Typical implementation - Streaming
Diagrams below show architecture of typical Nussknacker deployment in Streaming mode. They show not only components provided or needed by Nussknacker, but also elements of broader streaming architecture. Larger organization probably have at least some of them already in place, while smaller deployments may need only simplified versions.
On the left, there is Flink engine version, on the right - Lite engine version. As you can see, the diagrams are different only in engine part. This is not a coincidence, as general architecture of Nussknacker deployment and of stream processing solution remains the same, no matter which engine you choose.
The following paragraphs briefly explain the role of the architectural components in Nussknacker deployment.
Nussknacker - allows to author, deploy and monitor real-time decision scenarios. More on its capabilities can be found here.
Schema Registry - stores versioned information about the structure of data transported in Kafka streams; in a sense performs a similar role to a relational database schema. Without it, scenarios that write to and read from a Kafka stream would not speak a common language.
Once authored, scenarios are deployed to the selected engine for processing (it can be Flink or Lite); the engine in turn interacts with Kafka streams:
Kafka - a distributed data streaming platform that allows publishing and subscribing to streams of records. A typical scenario diagram authored in Nussknacker starts from reading data from a Kafka stream and finishes with writing data to a Kafka stream.
Runtime engine - Nussknacker can use one of the following engines as runtime for scenarios
- Flink - a distributed processing engine for stateful computations over data. Flink can read data from different types of data sources, in the Nussknacker case it reads from Kafka topics. Flink can reliably process millions of events per second. Custom components designed to run on Flink can use its rich Scala/Java API to perform more sophisticated, stateful data processing (e.g. aggregations).
- Lite - scenarios are deployed as microservices on Kubernetes, they use Kafka to read and write events. This engine doesn't allow stateful processing, but is simpler and easier to maintain and operate in organizations which have K8s experience but do not have enough Flink skills.
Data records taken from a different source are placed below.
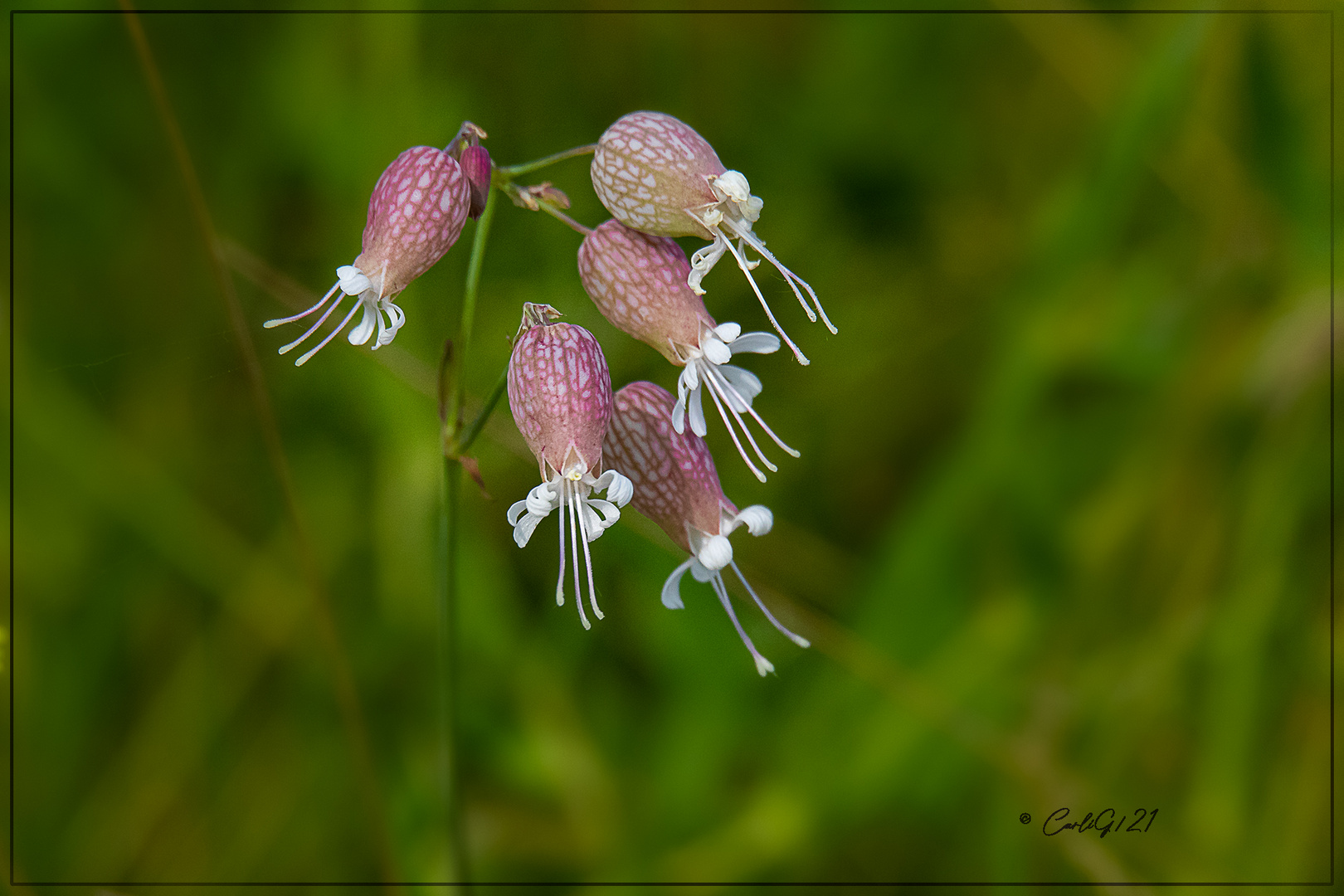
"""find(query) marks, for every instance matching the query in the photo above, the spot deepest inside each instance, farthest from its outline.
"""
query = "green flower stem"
(449, 539)
(528, 167)
(555, 212)
(464, 442)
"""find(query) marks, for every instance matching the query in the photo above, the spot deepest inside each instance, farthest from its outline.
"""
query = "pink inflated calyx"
(657, 175)
(675, 484)
(639, 284)
(465, 147)
(414, 217)
(561, 395)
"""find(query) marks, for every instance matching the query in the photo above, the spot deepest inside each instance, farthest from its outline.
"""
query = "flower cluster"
(659, 179)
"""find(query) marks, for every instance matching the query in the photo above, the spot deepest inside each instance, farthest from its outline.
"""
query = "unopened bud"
(476, 165)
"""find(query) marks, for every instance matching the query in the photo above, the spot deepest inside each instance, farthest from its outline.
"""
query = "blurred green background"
(1059, 533)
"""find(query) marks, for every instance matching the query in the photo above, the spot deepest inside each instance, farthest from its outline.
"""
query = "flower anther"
(676, 485)
(657, 175)
(414, 217)
(559, 391)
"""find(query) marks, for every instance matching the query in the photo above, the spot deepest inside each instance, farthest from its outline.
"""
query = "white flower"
(710, 555)
(732, 218)
(589, 518)
(368, 292)
(730, 387)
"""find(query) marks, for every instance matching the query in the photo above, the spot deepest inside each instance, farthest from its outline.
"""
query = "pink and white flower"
(414, 217)
(639, 284)
(561, 394)
(657, 175)
(675, 484)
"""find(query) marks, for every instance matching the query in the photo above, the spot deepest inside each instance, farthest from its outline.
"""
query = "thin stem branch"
(528, 167)
(449, 533)
(347, 692)
(555, 212)
(464, 442)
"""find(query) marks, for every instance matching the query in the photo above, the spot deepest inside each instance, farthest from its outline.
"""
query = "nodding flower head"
(561, 395)
(414, 215)
(639, 284)
(656, 175)
(675, 485)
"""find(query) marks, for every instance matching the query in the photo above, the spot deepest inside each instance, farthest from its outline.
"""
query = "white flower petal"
(368, 323)
(679, 416)
(728, 332)
(592, 522)
(516, 511)
(672, 587)
(699, 572)
(715, 553)
(715, 349)
(696, 414)
(524, 528)
(351, 280)
(542, 500)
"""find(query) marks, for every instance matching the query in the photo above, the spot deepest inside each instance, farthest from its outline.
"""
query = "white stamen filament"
(327, 338)
(559, 582)
(796, 638)
(574, 548)
(700, 371)
(589, 518)
(737, 442)
(303, 314)
(351, 282)
(793, 280)
(763, 665)
(743, 264)
(587, 558)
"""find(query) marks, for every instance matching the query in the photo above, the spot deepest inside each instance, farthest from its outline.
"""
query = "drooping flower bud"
(561, 395)
(639, 284)
(414, 215)
(675, 485)
(476, 165)
(657, 175)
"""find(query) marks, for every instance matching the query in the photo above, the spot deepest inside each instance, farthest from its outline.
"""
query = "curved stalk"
(449, 539)
(528, 167)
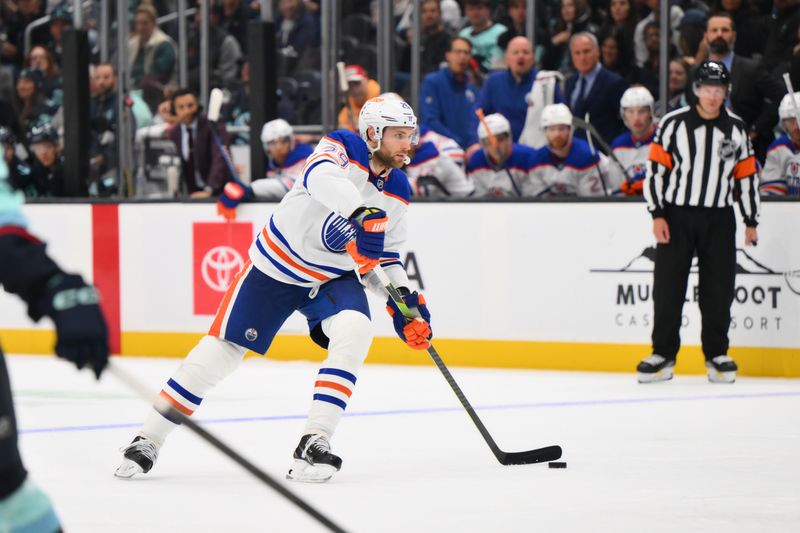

Streaming ETL - a tool which will be used to ingest incoming messages. Quite often incoming data are not represented in the format desired by Nussknacker. To be processed they should be stored on Kafka in AVRO or JSON format. Because of that you probably need to use some ingestion software like Kafka Connect or Apache NiFi. We call them "streaming ETL" (Extract, Transform, Load) because they are quite similar to ETL for Data Lakes but in a real-time, streaming World.
The Nussknacker scenario design information is used to send runtime metrics from runtime engine to Influx DB.
InfluxDB - a high-performing time series database, metrics generated by scenario engine are stored here.
Grafana - open source analytics and interactive visualization web application, scenario metrics stored in InfluxDB are visualized as a Grafana dashboard.